Şarkıyı iki-üç yıl önce müzisyen arkadaşım Sertaç ile beraber yaptık. Bir gün uçaktayken sözleri aklıma geldi. Aslında olay, beğendiğim bir şarkının, bestecisi tarafından aynı anda başka bir sanatçıya da verilmesiyle başladı. Ben parça için besteciye cevap verene kadar, o şarkıcı parçayı almış albümüne koymuş. Ben de "Kendi şarkılarımı yapacağım" dedim ve stüdyoya girdim. Şarkı böyle uçtu gitti. Twitter'da bir dinleyicim bana ulaşmış, "Uçmalıyım', şu anda Rus radyosunda çalıyor, çok gururlandım bir Türk olarak" dedi. Çok hoşuma gitti, çok keyifli bir şey.
BAŞARI ODAKLIYIM
Beğendiğiniz bir şarkıyı başkasına kaptırmışsınız. Piyasada beste sıkıntısı mı var?
Bence var... İyi şarkılar çıkıyor ama birçoğu birbirine benziyor. Bir sezonda çıkan iyi şarkıların sayısı bir elin parmaklarını geçmez. Şarkıcı, eğer yapabiliyorsa kendi parçalarını bestelerse daha güzel olur.
Çünkü o daha sen oluyor, daha çok seni anlatıyor. İyi şarkı yazabiliyorsan, zaten senin ağzına neyin yakışacağını, neyin seninle bütünleşeceğini daha iyi biliyorsun. Artık biraz daha bu tarafa yönelmeye karar verdim. İlk çıkış şarkımın da sözleri benimdi, sonraki albümlerde de benim bestelerim vardı. Daha önce bestenin bana gelmesini bekliyordum, şimdi bu konuya daha çok yoğunlaştım. Aklıma bir söz, bir melodi geldiğinde hemen kaydediyorum.
Biraz tembel misiniz bu beste işinde?
Çok içime sinmesi lazım şarkının... Biraz daha hızlı davranmam lazım ama panik yapıp kötü şeyler çıkarmak da istemiyorum. Çok inceliyorum, belki o kadar incelemesem daha sık şarkı yayınlarım ama başarı odaklıyım. Öyle de olmalı diye düşünüyorum. İyi olması için aralar veriyorum.

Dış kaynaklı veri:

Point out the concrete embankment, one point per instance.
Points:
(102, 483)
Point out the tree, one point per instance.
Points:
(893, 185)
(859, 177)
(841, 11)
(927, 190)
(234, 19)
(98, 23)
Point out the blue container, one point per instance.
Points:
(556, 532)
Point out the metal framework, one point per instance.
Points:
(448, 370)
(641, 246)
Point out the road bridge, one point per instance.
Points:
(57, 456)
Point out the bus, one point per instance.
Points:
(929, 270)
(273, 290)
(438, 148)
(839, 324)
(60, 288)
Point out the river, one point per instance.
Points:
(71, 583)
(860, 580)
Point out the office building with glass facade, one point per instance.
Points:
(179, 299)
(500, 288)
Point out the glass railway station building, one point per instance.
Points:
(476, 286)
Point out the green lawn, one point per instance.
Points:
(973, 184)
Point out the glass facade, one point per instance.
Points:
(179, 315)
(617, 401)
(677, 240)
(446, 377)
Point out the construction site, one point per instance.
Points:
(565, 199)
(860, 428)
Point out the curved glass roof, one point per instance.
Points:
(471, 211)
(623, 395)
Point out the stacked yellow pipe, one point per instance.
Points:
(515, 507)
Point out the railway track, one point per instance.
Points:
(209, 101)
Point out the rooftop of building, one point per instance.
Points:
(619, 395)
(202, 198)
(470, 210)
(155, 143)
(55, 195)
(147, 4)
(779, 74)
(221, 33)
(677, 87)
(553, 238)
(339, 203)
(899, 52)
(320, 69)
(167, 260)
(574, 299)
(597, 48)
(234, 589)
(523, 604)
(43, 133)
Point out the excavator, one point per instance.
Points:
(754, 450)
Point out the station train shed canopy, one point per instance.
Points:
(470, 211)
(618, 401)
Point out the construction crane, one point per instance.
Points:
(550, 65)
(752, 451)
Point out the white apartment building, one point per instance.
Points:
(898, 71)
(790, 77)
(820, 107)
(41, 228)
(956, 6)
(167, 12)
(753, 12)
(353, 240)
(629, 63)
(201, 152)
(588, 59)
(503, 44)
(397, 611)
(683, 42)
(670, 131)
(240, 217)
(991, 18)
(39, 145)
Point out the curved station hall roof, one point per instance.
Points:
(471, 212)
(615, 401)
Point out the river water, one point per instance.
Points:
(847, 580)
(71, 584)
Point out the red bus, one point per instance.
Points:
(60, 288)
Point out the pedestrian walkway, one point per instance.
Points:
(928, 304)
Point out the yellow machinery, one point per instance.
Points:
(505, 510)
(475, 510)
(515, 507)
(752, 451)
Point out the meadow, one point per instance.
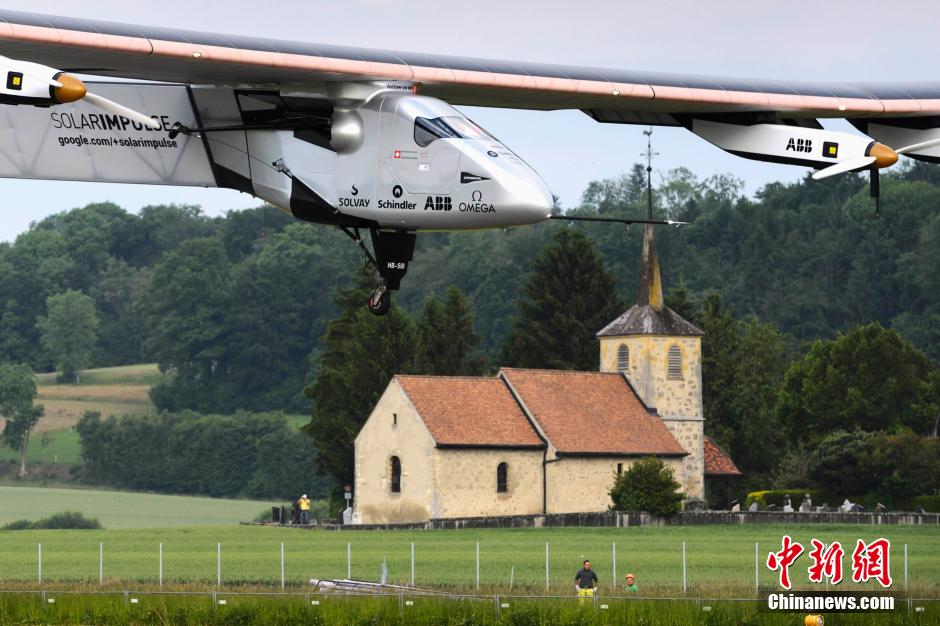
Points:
(719, 560)
(279, 609)
(122, 510)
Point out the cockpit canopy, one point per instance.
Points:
(447, 127)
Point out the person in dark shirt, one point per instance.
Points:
(585, 580)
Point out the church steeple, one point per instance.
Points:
(650, 291)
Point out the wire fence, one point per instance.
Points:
(407, 571)
(52, 598)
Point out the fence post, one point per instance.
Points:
(905, 567)
(684, 586)
(756, 570)
(613, 580)
(478, 565)
(547, 581)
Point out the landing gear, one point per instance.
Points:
(380, 301)
(393, 250)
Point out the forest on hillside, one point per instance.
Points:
(239, 303)
(822, 323)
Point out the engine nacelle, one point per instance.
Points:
(31, 83)
(906, 132)
(778, 143)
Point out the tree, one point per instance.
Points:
(17, 393)
(69, 331)
(868, 379)
(447, 342)
(840, 463)
(719, 358)
(117, 293)
(759, 440)
(185, 307)
(567, 298)
(361, 353)
(648, 485)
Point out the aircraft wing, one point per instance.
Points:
(608, 95)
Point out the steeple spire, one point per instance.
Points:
(650, 291)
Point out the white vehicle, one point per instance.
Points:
(369, 139)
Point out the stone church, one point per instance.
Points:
(533, 442)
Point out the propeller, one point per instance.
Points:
(877, 156)
(849, 165)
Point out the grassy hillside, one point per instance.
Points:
(719, 559)
(118, 509)
(110, 391)
(54, 447)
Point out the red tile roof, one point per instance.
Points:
(464, 411)
(591, 413)
(717, 461)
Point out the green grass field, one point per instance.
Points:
(56, 447)
(123, 510)
(294, 609)
(720, 560)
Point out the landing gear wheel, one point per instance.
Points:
(380, 302)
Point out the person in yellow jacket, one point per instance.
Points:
(585, 582)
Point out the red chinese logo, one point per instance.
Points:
(827, 562)
(784, 559)
(872, 561)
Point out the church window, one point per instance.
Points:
(674, 371)
(502, 477)
(396, 475)
(623, 358)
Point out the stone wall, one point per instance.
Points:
(579, 484)
(394, 429)
(466, 482)
(620, 519)
(691, 470)
(648, 371)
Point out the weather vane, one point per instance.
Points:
(649, 154)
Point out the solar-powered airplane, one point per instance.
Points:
(370, 140)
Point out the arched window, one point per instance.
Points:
(623, 358)
(396, 475)
(502, 477)
(675, 363)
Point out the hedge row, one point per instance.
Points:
(246, 454)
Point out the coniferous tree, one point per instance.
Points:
(567, 298)
(361, 353)
(69, 332)
(447, 342)
(17, 393)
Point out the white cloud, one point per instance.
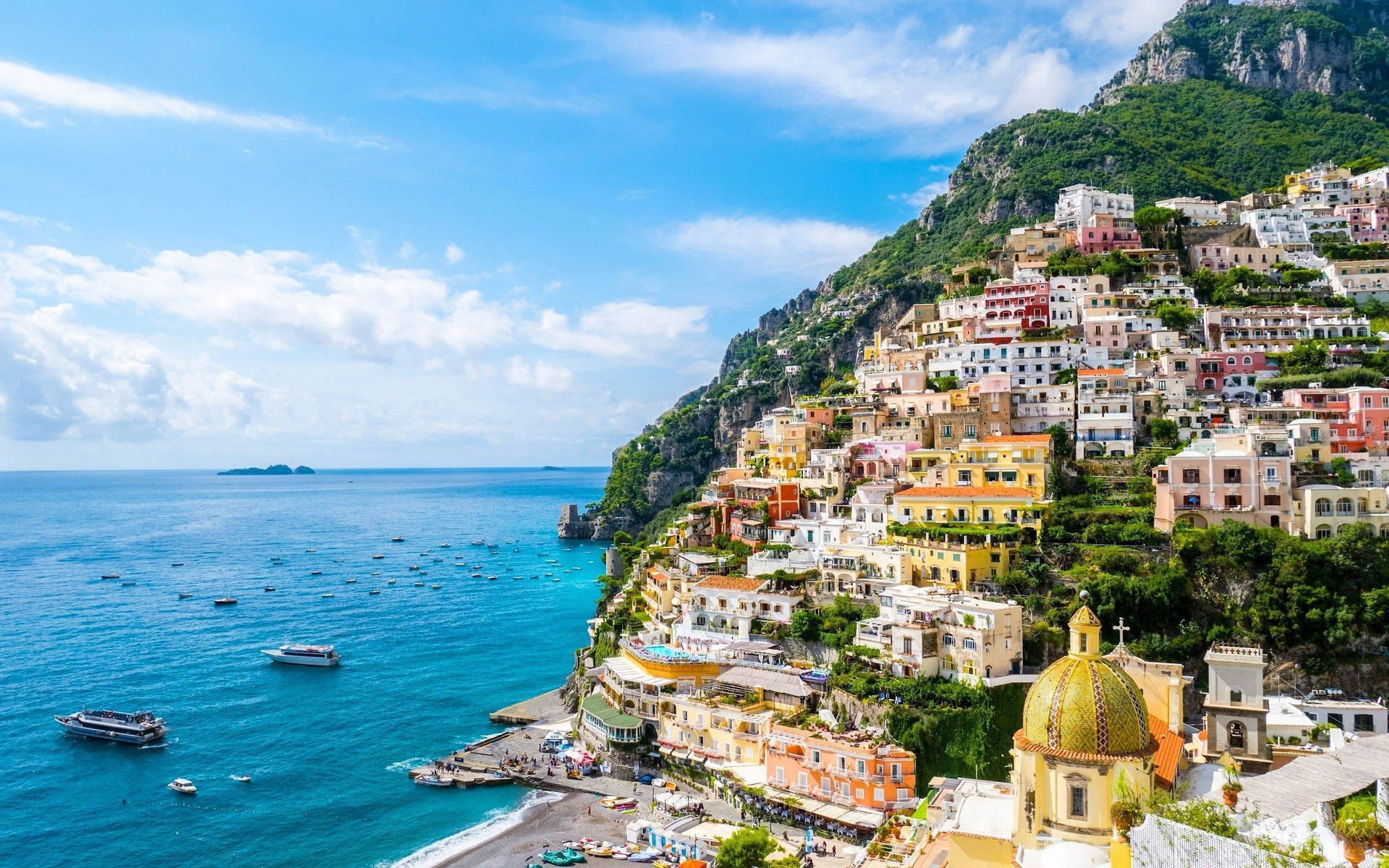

Kızılay maceranız devam ediyor mu?
Ediyor tabii... Sevgili başkanlarım Büşra Yıldırım Köylübay, Zerrin Menteşeoğlu ve İstanbul başkanımız İlhami Yıldırım'la birlikte Kızılay Kadın Kolları'nın içinde yer almak beni çok mutlu ediyor. Ben daha yeniyim onlara göre. Çocuklara ulaşıyoruz. Kızılay sadece kan verme yeri değil; yıllardır yanlış bildiğimiz bir şey. O kadar yardım yapılıyor, projeler hazırlanıyor, öyle ilginç yerlere ulaşıyoruz ki... Bu işin hazzı ve güzelliği; insanların gözündeki o mutluluğu görmek.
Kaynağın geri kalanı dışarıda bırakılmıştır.